The earliest US intervention in Latin America justified as responding to Soviet expansionism was the 1954 US backed coup in Guatemala that overthrew the democratically elected administration of Jacob Arbenz. President Eisenhower condemned Arbenz’s government as a “Communist dictatorship” that had been established as an outpost “on this continent to the detriment of all American nations”, whilst Secretary of State John Dulles stated that under Arbenz, Guatemalans were living under a “Communist type of terrorism”.4 Contrary to these declarations however, the Soviet Union had no diplomatic mission in Guatemala nor did it provide any military assistance. Arbenz’s coalition government was drawn from a wide political spectrum, with the Communist Guatemalan Labour Party the smallest party within Arbenz’s coalition with only four seats from a total of fifty-one.5 Arbenz set about to distribute uncultivated land to one hundred thousand landless peasants and also carried out social reforms that included the recognition of unions and basic adult literacy campaigns. Arbenz’s economic policy was a nationally based capitalism with a mixed economy aimed at bolstering local industries that would eventually compete with foreign owned companies.
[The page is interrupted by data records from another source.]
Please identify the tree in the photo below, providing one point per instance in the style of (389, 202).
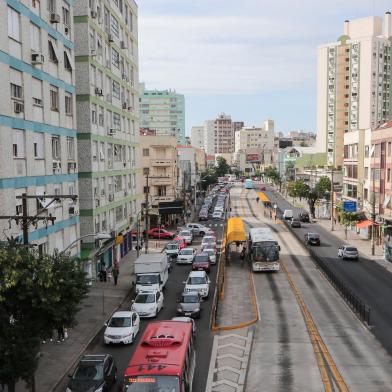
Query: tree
(37, 295)
(347, 219)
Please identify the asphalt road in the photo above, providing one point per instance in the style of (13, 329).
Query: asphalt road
(174, 288)
(371, 282)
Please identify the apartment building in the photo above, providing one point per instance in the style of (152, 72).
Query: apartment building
(37, 121)
(164, 112)
(106, 39)
(353, 83)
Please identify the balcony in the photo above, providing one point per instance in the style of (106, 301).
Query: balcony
(161, 162)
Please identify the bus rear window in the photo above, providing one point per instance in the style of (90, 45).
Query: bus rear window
(152, 384)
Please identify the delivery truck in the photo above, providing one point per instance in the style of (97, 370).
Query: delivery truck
(151, 270)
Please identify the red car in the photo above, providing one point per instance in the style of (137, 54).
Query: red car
(160, 233)
(181, 242)
(201, 262)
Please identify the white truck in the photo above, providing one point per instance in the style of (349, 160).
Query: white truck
(151, 270)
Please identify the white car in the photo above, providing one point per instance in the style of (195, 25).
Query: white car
(148, 304)
(348, 252)
(208, 241)
(187, 235)
(186, 256)
(122, 328)
(198, 281)
(211, 254)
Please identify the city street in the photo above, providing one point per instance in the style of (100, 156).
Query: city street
(174, 288)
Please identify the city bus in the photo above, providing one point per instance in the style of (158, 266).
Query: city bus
(263, 250)
(164, 359)
(248, 183)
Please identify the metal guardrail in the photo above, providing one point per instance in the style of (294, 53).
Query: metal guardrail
(360, 308)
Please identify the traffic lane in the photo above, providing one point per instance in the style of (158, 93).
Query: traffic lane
(204, 337)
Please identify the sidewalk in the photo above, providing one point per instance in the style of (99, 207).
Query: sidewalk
(101, 301)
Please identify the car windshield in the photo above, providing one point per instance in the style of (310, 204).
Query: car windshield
(89, 371)
(145, 298)
(147, 279)
(266, 252)
(190, 299)
(152, 383)
(201, 259)
(120, 322)
(197, 280)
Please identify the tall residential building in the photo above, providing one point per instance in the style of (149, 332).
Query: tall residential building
(106, 40)
(37, 121)
(353, 83)
(164, 112)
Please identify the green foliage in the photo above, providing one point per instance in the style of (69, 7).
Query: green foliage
(37, 295)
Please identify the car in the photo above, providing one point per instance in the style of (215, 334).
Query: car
(180, 241)
(160, 233)
(122, 327)
(198, 281)
(201, 262)
(208, 241)
(189, 304)
(172, 249)
(187, 235)
(148, 304)
(186, 256)
(184, 319)
(348, 252)
(93, 373)
(304, 217)
(295, 222)
(211, 254)
(312, 239)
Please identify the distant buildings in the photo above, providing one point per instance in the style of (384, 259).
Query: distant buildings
(164, 112)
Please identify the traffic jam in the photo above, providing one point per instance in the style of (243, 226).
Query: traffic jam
(177, 282)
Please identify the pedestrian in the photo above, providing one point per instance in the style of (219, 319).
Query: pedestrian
(60, 334)
(116, 272)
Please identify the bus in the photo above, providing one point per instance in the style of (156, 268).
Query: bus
(164, 359)
(248, 183)
(263, 250)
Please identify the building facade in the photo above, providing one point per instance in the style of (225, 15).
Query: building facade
(353, 84)
(164, 112)
(106, 40)
(38, 121)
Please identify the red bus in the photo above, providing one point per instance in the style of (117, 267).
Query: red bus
(164, 359)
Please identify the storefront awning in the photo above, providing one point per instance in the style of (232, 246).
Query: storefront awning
(365, 223)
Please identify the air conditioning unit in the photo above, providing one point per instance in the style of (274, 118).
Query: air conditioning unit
(54, 18)
(18, 107)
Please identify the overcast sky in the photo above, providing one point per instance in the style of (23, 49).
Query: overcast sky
(252, 59)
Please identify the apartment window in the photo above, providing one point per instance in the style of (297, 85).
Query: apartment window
(56, 151)
(13, 24)
(38, 145)
(68, 104)
(54, 98)
(18, 143)
(70, 148)
(52, 52)
(115, 59)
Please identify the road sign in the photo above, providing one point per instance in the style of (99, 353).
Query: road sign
(350, 206)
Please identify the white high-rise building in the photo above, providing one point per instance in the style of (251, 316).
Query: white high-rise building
(353, 83)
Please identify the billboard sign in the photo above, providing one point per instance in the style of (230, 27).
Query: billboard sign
(253, 158)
These mild domestic reforms were seen as a direct threat to US interests. In 1953, Charles R. Burrows of the Bureau of Inter-American Affairs argued that the economic reforms in Guatemala threatened US interests as they provided an alternative development model for neighbour counties. He stated, “Guatemala has become an increasing threat to the stability of Honduras and El Salvador. Its agrarian reform is a powerful propaganda weapon; its broad social program of aiding the workers and peasants in a victorious struggle against the upper classes and large foreign enterprises has a strong appeal to the populations of Central American neighbors where similar conditions prevail”.6 Aiding the poor and dispossessed was deemed a dangerous precedent in Latin America and Arbenz’s government was subsequently overthrown by a US-backed coup in 1954. The coup ended democracy in Guatemala and inaugurated forty years of US-backed dictatorships that presided over the murder of over one hundred thousand civilians. The UN concluded that the murder of civilians by the Guatemalan state reached genocidal proportions during the 1980s with full US support.7 The record is similar in Chile.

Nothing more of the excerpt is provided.